I stayed out for a while, trying to enjoy the dark silhouette of the mountains and valleys nearby, but it was very cold and I had started to shiver, so I went in looking for some warmth in Lakpa's wood-fire kitchen. After taking a sip of raksi (rice wine) he said, "Those are newly built houses, they were not there earlier. But soon there will be many more." He went on to explain his understanding of village expansion: "People got married; now they cannot live together with the family. Nuclear family is the reason; everyone wants to build their own house." The property, mostly land, in the hills of Sikkim gets distributed among the siblings. Many people use it when they want to build a new house, while some prefer to save it for the future. Five children for a family can translate to five more houses in the near future for which they would likely have to use a patch of land that was earlier designated for agriculture. Lakpa started counting the probable number of houses he expected would be built on that hillside in the next year. He reminisced about seeing bharal, or Himalayan blue sheep, every time he would go down to the river, and tried to recall the last time he had seen a musk deer near the village. He then promised to show me around the following day.

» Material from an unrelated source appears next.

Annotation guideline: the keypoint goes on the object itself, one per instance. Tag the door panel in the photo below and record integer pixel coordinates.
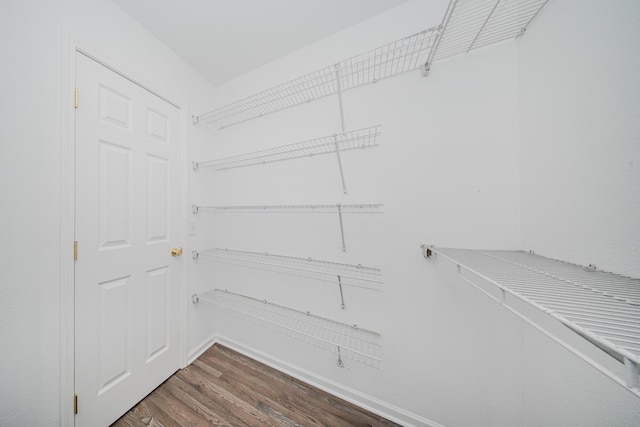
(127, 284)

I got up early the next morning and walked to the hilltop to get a better view of the landscape with Lakpa. I was introduced to some of the villagers and also to my local guide Pema, a man in his early thirties who had finished his bachelor's degree and had to return to the village because of family responsibilities. After some formal exchanges, the villagers responded to my interest and started talking about the reasons for forest fragmentation and depletion. According to them, the increased demand for land related to various purposes such as building houses, agriculture and road building, along with natural disasters like earthquakes and landslides had resulted in the fragmentation of forest areas. Nearly 50 percent of Sikkim is covered with forest, most of which lies outside protected areas, in a highly dynamic, human-dominated landscape in the form of Khasmal, Gaucharan, reserve forest and private forest. In Khasmal forests, local people have free access to procure required timber and firewood after obtaining formal permission from the Forest Department, while Gaucharan areas allow for animal grazing and collection of deadwood and fodder. However, in the case of Sikkim, grazing is not permitted except for a few sites.

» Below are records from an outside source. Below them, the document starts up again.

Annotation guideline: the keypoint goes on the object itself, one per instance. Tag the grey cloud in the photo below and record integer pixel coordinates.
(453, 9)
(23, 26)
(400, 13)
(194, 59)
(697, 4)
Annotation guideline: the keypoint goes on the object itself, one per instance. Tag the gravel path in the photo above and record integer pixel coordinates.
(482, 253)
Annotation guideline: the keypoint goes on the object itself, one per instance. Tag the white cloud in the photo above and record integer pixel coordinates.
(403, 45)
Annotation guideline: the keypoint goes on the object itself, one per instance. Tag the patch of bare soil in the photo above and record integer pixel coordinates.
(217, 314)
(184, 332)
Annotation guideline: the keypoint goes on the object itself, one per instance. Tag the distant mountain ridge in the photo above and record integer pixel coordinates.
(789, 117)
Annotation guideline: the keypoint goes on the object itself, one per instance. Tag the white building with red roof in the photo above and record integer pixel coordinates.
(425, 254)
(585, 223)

Human and ecosystem benefits
While highlighting the value of forest fragments, the villagers explained that even building materials for construction – planks, building poles, bamboo, etc. – come from forest areas, both private and government controlled, with prior approval from the concerned department for extraction. People depend heavily upon these forest patches in deriving materials for their daily needs such as fuel wood, fodder, food, medicines, and dry leaves to mix with cow dung to make manure, among other things. Some people even collect and sell non-timber forest products (NTFP) including vegetables like ferns, mushrooms, bamboo shoots, and fruits like wild avocado, lapsi (Nepali hog plum), and acorns from the forest patches for their sustenance. Apart from these direct benefits, many forest patches contribute valuable ecosystem services such as providing drinking water sources and pollination and dispersal to cash crops, while wild plants help to regulate an area's micro-climate and at the same time enhance the aesthetic quality.